The right plot above shows that even if incl_edge is TRUE, the screening set up is nonsense because the information provided regarding the tissue outline and thus the tissue edge are messed up. Make sure that SPATA2 localizes the spatial annotations on the correct tissue sections and - in general - that tissue sections are correctly identified.

# overwrite tissue_section again
object_mouse <- identifyTissueOutline(object_mouse)

## 02:07:12 Identifying tissue outline with `method = obs`.

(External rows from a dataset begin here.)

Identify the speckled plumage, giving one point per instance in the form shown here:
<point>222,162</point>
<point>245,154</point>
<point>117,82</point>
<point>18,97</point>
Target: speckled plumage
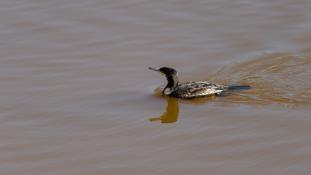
<point>196,89</point>
<point>187,90</point>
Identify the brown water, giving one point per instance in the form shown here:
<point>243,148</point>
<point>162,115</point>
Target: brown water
<point>77,97</point>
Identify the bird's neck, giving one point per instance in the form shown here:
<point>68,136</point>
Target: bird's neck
<point>172,83</point>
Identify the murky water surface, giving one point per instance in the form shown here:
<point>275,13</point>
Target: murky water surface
<point>77,97</point>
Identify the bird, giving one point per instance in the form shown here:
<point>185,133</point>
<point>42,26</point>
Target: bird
<point>191,89</point>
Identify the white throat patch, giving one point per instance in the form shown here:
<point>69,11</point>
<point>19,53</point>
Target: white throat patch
<point>167,91</point>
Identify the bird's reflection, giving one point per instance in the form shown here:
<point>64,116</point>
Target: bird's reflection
<point>171,113</point>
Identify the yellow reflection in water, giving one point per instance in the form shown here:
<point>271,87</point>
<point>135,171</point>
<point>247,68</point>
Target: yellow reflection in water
<point>171,113</point>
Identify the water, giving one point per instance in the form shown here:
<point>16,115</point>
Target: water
<point>77,97</point>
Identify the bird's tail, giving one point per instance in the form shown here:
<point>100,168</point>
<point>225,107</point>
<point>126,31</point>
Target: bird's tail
<point>239,87</point>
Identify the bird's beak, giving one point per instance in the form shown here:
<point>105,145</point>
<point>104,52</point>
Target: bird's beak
<point>154,69</point>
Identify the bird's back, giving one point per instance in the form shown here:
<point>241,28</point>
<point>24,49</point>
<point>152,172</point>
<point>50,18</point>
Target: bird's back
<point>197,89</point>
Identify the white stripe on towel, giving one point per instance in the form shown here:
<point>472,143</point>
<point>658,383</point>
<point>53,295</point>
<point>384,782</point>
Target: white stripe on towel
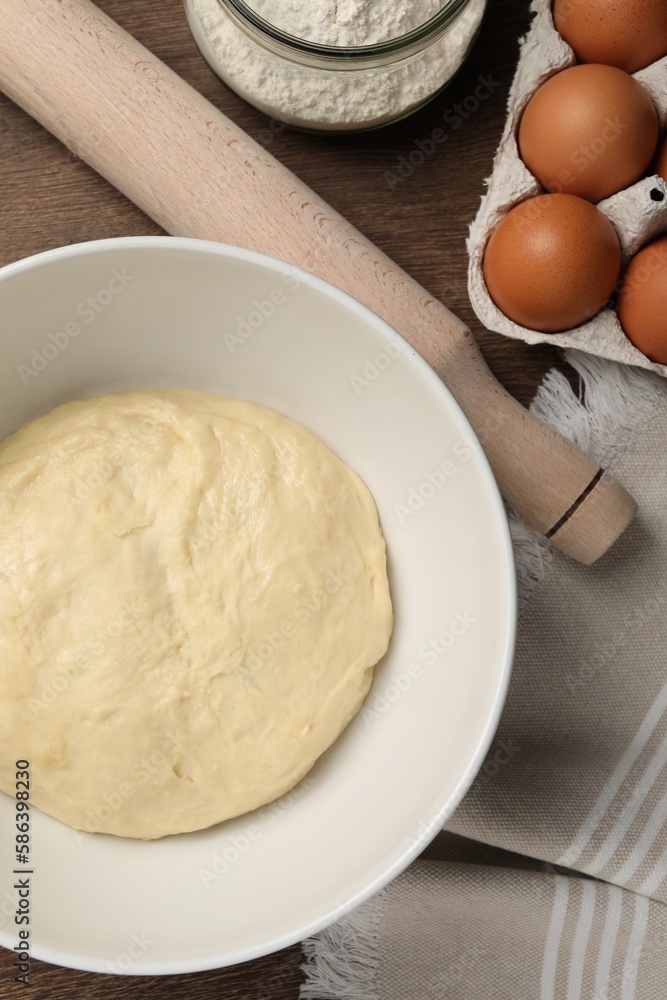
<point>552,946</point>
<point>615,781</point>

# check on which tissue sections the annotations are located on
whichTissueSection(object_mouse, id = "inj1")

## [1] "tissue_section_2"

whichTissueSection(object_mouse, id = "inj2")

## [1] "tissue_section_1"

# left plot
plotSurface(object_mouse, color_by = "tissue_section") + 
  ggpLayerTissueOutline(object_mouse)

# set the distance way too high
# -> no problem, since it is cut of at the tissue edge (which is now properly defined)
dst_high <- "10mm"

ids <- c("inj1", "inj2")

# right plot
# plot both annotations on the surface
# a warning informs you that the distance was adjusted based on the tissue edge
plotSurface(object_mouse, color_by = "tissue_section") + 
  ggpLayerTissueOutline(object_mouse, line_size = ) + 
  ggpLayerSpatAnnOutline(object_mouse, ids = ids) + 
  ggpLayerExprEstimatesSAS(object_mouse, ids = ids, incl_edge = T, distance = dst_high) +
  ggpLayerSpatAnnPointer(
    object = object_mouse, 
    ids = c("inj1", "inj2"),
    ptr_lengths = c("0.75mm", "1.25mm"),
    ptr_angles = c(70, 270),
    ptr_arrow = ggplot2::arrow(length = unit(0.1, "inches")), 
    text_dist = 25, 
    text_size = 6
    )

## Warning in get_coords_df_sa(object = object, id = id, distance = dist,
## resolution = resolution, : Parameter `distance` equals ~758.74px and exceeds
## the distance from spatial annotation 'inj1' to the edge of tissue section
## 'tissue_section_2' where it is located on: 298.74px. The parameter was adjusted
## accordingly.

## Warning in get_coords_df_sa(object = object, id = id, distance = dist,
## resolution = resolution, : Parameter `distance` equals ~758.74px and exceeds
## the distance from spatial annotation 'inj2' to the edge of tissue section
## 'tissue_section_1' where it is located on: 268.89px. The parameter was adjusted
## accordingly.